Non-linear equation doesn't learn with Custom Loss (Continous Ranked Probability Score - CRPS)

Hello there,

I want to train a simple non-linear equation with 4 parameters with a probabilistic loss function, the CRPS. The model predicts a distribution of outputs, that I create simply by repeatedly integating it with different initial values.
If I write a very simple custom loss function, such as the mean absolute error, the pipeline is working and the weights (the 4 parameter values) are changing.
But with the CRPS, I have to create the cdf of the predictions and the observation in a very long loss function with lots of operations (see below). Using this functions, my parameter values don’t change in the training. What am I doing wrong?

I appreciate any help, thank you very much!
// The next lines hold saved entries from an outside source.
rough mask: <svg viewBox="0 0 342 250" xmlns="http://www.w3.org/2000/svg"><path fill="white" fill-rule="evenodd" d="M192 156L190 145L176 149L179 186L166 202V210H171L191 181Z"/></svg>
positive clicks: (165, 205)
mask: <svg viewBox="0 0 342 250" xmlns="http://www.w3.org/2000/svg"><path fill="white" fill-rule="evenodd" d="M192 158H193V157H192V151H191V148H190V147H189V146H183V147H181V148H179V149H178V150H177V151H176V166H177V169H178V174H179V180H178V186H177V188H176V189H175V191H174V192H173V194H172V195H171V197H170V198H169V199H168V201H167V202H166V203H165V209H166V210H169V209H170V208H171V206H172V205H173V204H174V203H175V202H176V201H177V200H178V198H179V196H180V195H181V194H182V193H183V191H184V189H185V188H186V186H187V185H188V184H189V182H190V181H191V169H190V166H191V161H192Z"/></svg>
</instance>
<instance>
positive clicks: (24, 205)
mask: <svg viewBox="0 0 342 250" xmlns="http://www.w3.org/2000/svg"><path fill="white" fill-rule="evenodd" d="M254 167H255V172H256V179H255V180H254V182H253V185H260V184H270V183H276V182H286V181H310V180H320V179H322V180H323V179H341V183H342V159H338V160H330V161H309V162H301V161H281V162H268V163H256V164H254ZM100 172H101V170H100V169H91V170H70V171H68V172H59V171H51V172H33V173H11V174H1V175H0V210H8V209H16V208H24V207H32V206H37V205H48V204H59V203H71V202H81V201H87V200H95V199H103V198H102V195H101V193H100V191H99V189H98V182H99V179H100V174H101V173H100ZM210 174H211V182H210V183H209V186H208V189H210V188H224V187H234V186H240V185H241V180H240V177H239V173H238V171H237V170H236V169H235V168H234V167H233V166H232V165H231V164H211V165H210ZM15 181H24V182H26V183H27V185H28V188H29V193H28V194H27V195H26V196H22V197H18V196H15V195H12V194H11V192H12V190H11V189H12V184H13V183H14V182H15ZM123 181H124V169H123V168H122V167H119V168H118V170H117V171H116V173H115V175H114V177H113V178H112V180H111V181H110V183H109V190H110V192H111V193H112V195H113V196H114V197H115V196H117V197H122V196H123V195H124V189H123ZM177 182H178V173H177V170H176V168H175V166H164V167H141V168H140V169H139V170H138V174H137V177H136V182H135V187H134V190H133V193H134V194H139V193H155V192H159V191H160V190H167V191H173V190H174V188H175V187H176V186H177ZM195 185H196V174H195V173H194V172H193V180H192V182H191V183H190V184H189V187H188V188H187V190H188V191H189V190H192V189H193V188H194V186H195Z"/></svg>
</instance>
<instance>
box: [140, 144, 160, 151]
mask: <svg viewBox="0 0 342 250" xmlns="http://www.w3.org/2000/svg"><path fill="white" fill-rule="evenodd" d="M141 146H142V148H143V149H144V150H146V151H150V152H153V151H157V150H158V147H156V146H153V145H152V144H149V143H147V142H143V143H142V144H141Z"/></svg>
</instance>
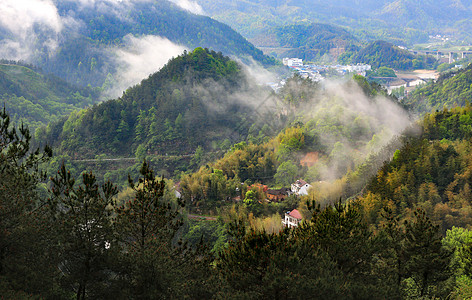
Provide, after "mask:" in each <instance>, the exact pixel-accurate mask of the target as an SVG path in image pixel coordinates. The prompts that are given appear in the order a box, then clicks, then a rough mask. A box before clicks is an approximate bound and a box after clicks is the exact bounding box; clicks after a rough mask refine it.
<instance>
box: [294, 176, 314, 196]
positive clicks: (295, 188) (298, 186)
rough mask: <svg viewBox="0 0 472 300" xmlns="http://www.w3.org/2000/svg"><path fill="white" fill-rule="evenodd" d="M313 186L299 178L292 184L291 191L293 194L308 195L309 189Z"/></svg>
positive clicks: (303, 180) (295, 194) (301, 195)
mask: <svg viewBox="0 0 472 300" xmlns="http://www.w3.org/2000/svg"><path fill="white" fill-rule="evenodd" d="M310 188H311V185H310V184H308V183H307V182H306V181H305V180H302V179H299V180H297V181H296V182H295V183H292V185H291V191H292V193H293V194H295V195H298V196H307V195H308V190H309V189H310Z"/></svg>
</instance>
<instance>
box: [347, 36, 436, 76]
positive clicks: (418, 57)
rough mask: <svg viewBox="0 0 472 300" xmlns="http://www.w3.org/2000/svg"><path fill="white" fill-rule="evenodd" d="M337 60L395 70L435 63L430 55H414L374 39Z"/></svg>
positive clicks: (429, 65) (401, 69)
mask: <svg viewBox="0 0 472 300" xmlns="http://www.w3.org/2000/svg"><path fill="white" fill-rule="evenodd" d="M338 61H339V62H341V63H344V64H348V63H365V64H369V65H371V66H372V68H375V69H377V68H380V67H389V68H393V69H397V70H413V69H428V68H429V69H430V68H433V67H434V66H435V64H436V59H435V58H434V57H432V56H424V55H414V54H412V53H410V52H408V51H407V50H404V49H401V48H399V47H397V46H395V45H393V44H391V43H388V42H385V41H375V42H372V43H370V44H369V45H367V46H366V47H364V48H362V49H360V50H359V51H347V52H345V53H343V54H342V55H341V56H340V57H339V59H338Z"/></svg>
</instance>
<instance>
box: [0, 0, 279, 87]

def my_custom_loss(outputs, targets):

    """
    outputs: tensor. vector of length n, containing ensemble predictions
    targets: tensor. scalar, according observation.
    """

    fc = torch.sort(outputs).values
    ob = targets.clone()
    m = len(fc)

    cdf_fc = []
    cdf_ob = []
    delta_fc = []
    # do for all ensemble members
    for f in range(len(fc) - 1):
        # check is ensemble member and its following ensemble member is smaller than observation.
        if (fc[f] < ob) and (fc[f + 1] < ob):
            cdf_fc.append((f + 1) * 1 / m)
            cdf_ob.append(0)
            delta_fc.append(fc[f + 1] - fc[f])
        elif (fc[f] < ob) and (fc[f + 1] > ob):
            # check is ensemble member is smaller than observation and its following ensemble member is larger than observation.
            cdf_fc.append((f + 1) * 1 / m)
            cdf_fc.append((f + 1) * 1 / m)
            cdf_ob.append(0)
            cdf_ob.append(1)
            delta_fc.append(ob - fc[f])
            delta_fc.append(fc[f + 1] - ob)
        else:
            cdf_fc.append((f + 1) * 1 / m)
            cdf_ob.append(1)
            delta_fc.append(fc[f + 1] - fc[f])
    cdf_fc = torch.tensor(cdf_fc, dtype=torch.float, requires_grad=True)
    cdf_ob = torch.tensor(cdf_ob, dtype=torch.float, requires_grad=True)
    delta_fc = torch.tensor(delta_fc, dtype=torch.float, requires_grad=True)

    loss = torch.sum(((cdf_fc - cdf_ob) ** 2) * delta_fc)

    return loss

You are detaching the tensors from the computation graph by recreating new leaf tensors in:

    cdf_fc = torch.tensor(cdf_fc, dtype=torch.float, requires_grad=True)
    cdf_ob = torch.tensor(cdf_ob, dtype=torch.float, requires_grad=True)
    delta_fc = torch.tensor(delta_fc, dtype=torch.float, requires_grad=True)

Use torch.cat or torch.stack instead, which is differentiable.

Thanks a lot for the hint, @ptrblck .
As the entries in cdf_fc, cdf_ob and delta_fc are floats I can’t stack them, so I created tensors without gradients that I fill instead of lists before the loop, as

    cdf_fc = torch.zeros_like(fc)
    cdf_ob = torch.zeros_like(fc)
    delta_fc = torch.zeros_like(fc)

Now the model learns something - with very bad results but that might be a different problem.
So, does the custum loss I return not need requires_grad = True or will I have to set the flag before return?

The input tensor(s) should already require gradients and you should thus not rewrap them into new tensors. Generally, you would create tensors with requires_grad=True only for the model inputs (if the inputs themselves require gradients, which is not the common use case) and for trainable parameters if you want to create these manually (these will be created via nn.Parameter in the nn.Modules for you).

The input tensors to the loss function do require gradients. But in creating cumulative distribution functions in the loss function, I create new tensors from the position of the entries of these input tensors: I order them with torch sort and then use conditional indices of the values.